The Correct answer is (a). I chose (c). Of course.

Friday, September 19, 2014

Decluttering Diary, Day 1

Some rules I'm developing:

1. When you feel yourself getting tired, stop what you're doing and straighten up a little before you totally run out of steam. If there's trash on the floor, sweep it up and throw it away. Make sure at least one two-foot square spot looks orderly, even if it's fake order you've created. You need to be able to walk into the attic (basement, pantry, closet) the next day and not feel completely defeated.

2. Lego is not sacrosanct. It's okay to throw away the occasional piece of Lego. No one's ever putting those kits together again anyway.

3. Remember how many years you have a) recycled; b) carried your own canvas bags to the grocery store; and c) composted. You have earned a small, guilt-free spot in the landfill. There will be items that you simply can't recycle, freecycle or give to Good Will. Toss them into the trash and move on with your life.

And a quote that motivates me in this effort to simplify and clarify my surroundings:

"It is the main earthly business of a human being to make his home, and the immediate surroundings of his home, as symbolic and significant to his own imagination as he can."
                                                                     --G.K. Chesterton

Which is to say, to some degree I'm considering this decluttering campaign an art project.

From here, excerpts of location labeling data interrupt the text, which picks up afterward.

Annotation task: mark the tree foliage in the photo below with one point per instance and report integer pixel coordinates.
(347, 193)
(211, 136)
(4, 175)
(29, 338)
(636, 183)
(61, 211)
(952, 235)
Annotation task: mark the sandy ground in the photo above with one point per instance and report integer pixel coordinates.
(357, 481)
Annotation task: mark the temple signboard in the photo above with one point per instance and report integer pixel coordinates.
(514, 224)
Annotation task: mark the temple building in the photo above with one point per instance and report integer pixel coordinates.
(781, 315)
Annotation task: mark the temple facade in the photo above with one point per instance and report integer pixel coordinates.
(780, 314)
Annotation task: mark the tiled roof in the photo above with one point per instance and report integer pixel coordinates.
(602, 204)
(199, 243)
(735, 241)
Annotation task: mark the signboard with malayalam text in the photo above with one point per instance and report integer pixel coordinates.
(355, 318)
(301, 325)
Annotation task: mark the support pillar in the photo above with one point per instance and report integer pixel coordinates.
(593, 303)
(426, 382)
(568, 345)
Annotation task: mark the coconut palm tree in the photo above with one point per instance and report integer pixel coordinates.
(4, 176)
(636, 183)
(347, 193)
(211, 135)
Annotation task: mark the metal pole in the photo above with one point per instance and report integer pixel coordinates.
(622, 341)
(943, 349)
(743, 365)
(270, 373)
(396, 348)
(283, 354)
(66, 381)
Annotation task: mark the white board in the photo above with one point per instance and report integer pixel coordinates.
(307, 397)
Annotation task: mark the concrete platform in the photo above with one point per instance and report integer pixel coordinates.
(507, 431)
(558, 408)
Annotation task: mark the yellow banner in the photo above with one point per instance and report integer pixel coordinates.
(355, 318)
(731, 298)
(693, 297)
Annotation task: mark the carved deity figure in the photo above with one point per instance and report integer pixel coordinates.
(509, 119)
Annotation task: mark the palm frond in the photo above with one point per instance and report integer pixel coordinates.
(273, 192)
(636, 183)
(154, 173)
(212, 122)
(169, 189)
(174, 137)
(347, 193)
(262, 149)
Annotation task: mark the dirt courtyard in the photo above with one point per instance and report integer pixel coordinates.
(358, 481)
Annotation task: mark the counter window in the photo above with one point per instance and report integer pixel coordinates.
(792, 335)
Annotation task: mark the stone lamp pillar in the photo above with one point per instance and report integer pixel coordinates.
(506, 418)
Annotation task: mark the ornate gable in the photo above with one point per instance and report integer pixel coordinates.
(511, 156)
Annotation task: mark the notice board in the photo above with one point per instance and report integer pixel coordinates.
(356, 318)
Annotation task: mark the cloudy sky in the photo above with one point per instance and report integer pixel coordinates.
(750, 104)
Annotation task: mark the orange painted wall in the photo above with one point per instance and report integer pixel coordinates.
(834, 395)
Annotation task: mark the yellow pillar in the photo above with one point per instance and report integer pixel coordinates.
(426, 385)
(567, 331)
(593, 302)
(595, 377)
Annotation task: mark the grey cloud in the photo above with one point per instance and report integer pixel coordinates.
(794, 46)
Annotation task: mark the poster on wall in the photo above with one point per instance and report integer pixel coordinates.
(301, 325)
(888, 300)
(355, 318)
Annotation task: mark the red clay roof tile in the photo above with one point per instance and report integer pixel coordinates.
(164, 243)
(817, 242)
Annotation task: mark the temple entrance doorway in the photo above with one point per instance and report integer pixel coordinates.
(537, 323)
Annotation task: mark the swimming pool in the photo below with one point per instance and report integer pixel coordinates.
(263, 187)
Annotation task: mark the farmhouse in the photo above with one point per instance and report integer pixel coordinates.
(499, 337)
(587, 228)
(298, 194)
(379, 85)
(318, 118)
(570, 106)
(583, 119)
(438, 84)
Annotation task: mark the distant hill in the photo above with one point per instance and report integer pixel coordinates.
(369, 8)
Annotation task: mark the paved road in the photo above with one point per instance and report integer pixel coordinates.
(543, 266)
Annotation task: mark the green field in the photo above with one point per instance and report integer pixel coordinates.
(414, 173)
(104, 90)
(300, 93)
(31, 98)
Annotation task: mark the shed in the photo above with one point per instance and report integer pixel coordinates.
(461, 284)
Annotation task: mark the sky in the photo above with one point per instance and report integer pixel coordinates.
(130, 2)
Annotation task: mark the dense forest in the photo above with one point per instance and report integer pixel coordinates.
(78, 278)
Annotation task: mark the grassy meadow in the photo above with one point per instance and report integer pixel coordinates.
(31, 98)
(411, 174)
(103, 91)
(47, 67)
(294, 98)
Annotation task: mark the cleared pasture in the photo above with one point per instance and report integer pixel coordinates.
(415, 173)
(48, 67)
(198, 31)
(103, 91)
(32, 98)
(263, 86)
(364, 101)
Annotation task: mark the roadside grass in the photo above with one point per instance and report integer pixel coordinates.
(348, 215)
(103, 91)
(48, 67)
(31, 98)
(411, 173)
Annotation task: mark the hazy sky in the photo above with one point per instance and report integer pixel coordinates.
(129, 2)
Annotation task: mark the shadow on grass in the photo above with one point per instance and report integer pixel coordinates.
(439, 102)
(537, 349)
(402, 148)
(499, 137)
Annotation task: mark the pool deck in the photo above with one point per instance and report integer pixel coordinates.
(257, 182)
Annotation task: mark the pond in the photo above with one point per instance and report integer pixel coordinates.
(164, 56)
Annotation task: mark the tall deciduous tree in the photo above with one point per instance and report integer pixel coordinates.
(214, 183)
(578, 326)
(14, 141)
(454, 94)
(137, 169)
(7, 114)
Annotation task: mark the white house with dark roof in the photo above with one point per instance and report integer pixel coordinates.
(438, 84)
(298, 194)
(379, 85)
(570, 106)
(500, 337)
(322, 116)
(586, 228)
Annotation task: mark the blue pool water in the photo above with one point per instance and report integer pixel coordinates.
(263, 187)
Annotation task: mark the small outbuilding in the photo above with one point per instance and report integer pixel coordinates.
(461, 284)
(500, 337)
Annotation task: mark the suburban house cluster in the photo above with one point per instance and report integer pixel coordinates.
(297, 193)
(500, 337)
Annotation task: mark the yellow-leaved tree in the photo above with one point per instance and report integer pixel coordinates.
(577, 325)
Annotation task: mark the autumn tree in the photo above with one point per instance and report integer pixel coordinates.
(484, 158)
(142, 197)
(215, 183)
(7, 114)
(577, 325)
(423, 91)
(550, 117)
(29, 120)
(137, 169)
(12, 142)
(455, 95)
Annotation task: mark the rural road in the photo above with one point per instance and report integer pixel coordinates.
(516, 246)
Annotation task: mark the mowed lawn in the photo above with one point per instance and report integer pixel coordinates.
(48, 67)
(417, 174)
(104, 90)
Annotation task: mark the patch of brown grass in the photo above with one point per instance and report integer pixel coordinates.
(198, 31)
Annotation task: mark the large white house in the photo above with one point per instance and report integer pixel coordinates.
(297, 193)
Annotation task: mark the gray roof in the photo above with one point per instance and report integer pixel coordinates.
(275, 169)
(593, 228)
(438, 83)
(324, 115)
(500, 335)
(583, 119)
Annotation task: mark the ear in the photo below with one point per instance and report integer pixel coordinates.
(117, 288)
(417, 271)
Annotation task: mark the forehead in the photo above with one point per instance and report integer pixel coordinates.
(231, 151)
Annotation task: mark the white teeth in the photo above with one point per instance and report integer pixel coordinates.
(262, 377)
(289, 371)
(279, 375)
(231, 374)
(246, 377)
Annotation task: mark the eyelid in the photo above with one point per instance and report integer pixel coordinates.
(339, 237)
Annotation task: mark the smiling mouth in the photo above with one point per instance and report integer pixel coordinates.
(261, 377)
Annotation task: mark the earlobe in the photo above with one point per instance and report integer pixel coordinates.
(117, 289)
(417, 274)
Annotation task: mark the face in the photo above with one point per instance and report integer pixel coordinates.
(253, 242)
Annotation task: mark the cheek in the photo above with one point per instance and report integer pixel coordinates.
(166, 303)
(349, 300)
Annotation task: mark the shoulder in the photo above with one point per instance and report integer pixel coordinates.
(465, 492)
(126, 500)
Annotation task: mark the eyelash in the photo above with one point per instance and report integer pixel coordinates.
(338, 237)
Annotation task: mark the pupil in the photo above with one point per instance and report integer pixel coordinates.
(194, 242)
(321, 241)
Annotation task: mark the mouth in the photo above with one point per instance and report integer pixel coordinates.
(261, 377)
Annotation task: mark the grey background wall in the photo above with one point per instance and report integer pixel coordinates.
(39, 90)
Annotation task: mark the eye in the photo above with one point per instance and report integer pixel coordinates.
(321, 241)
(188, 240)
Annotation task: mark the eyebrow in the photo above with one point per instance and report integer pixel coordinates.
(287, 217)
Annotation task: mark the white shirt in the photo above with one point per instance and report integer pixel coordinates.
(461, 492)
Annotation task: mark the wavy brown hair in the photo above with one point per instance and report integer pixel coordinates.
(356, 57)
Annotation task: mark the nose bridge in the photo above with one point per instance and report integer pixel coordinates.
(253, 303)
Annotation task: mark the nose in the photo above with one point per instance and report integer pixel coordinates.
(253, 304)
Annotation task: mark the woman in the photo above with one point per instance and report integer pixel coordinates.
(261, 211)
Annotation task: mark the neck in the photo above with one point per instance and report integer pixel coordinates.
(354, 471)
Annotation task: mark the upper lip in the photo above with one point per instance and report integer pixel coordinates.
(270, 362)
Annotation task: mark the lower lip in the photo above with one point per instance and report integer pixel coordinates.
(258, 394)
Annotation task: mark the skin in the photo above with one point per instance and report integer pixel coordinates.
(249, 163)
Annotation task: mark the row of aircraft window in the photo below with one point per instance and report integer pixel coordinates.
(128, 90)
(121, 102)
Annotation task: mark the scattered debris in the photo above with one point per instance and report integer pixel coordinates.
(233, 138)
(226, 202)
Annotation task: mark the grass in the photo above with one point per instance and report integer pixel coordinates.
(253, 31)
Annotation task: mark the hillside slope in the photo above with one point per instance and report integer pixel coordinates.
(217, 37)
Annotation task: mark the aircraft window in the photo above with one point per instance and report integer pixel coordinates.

Thursday, September 18, 2014

In Which We Declutter

My latest quilt top, sideways.

I am in the process of decluttering my life, which is to say my house. If you have read this blog for any amount of time, you are probably familiar with my attic and are aware that my attic is a problem. It's a large walk-in attic, and it takes twenty seconds to open the door and chuck something inside, thirty seconds to walk in and pretend you're storing something properly by piling it on top of something else.

My attic is filled with Legos and many, many empty Starwars Lego project boxes, lots of books, lots of archived manuscripts. My wrapping paper is stored in the attic along with the luggage, the board games, the Christmas decorations, the Halloween decorations, the linens that are used once a year, the boys' school papers and old toys. Magazines. Art supplies. Camping equipment. None of it remotely organized with the exception of the Christmas decor and the luggage.

And then there is the flotsam and jetsam. The phrase "flotsam and jetsam," let it be known, was originally defined as the odds and ends that floated up on shore after a shipwreck. This somehow seems appropriate.

It is the flotsam and jetsam that will break your heart.

Every year I make a little progress decluttering my attic, but I can never quite get there. This year, I've decided, will be different.

One thing that's making the process easier: Now that he's in sixth grade and almost twelve, Will has grown out of a lot of his toys, toys he might possibly have played with  a year ago but now don't interest him at all. So out they go. The good stuff goes to Good Will and the Rescue Mission, and the junkier stuff I freecycle with caveats.

There are also piles of books just right for a fourth or fifth grader, but as a sixth grader Will's looking for books about older kids, not younger ones. So I'm taking loads of paperbacks to the library and to the book bins for Our Fine School's spring used book sale.

Another thing I've figured out: Don't do the actual decluttering in the attic. It's way, way too overwhelming to stand in the middle of all the clutter and junk and try to go through it. No, the trick is to throw stuff in boxes and bring the boxes downstairs. When you have several boxes, you sit in front of the TV and stream "Friday Night Lights" or "Larkrise to Candleford" and start making piles. The piles are as follow:

1. Trash
2. Recycling
3. Freecycling
4. Keep

You must be ruthless when it comes to the "Keep" pile. If you keep it, you must have really, really good reason to keep it and a place to put it.

I personally love keeping cards and letters. Being ruthless, however, I've started asking myself the question, If I threw this away, would I remember that I had it in the first place? Nine times out of ten, the answer is no. Now, I keep letters from family members and dear friends, letters I might love to re-read twenty years from now, but I don't keep birthday cards my parents sent that just have "Love, Mom and Dad" written on the bottom. Greeting card humor or sentiment is rarely good enough to justify keeping a card.

The other benefit of bringing the boxes downstairs is that I can live with a cluttered attic, but I can't live with a cluttered living room. Clutter that's right in front of me is clutter that's got to go.

I'm very serious about tackling the Attic Decluttering Project this fall, so expect to hear more about it. Feel free to share your best decluttering tips. And don't laugh at the idea of me having an organized attic! Really, stop that laughing right now!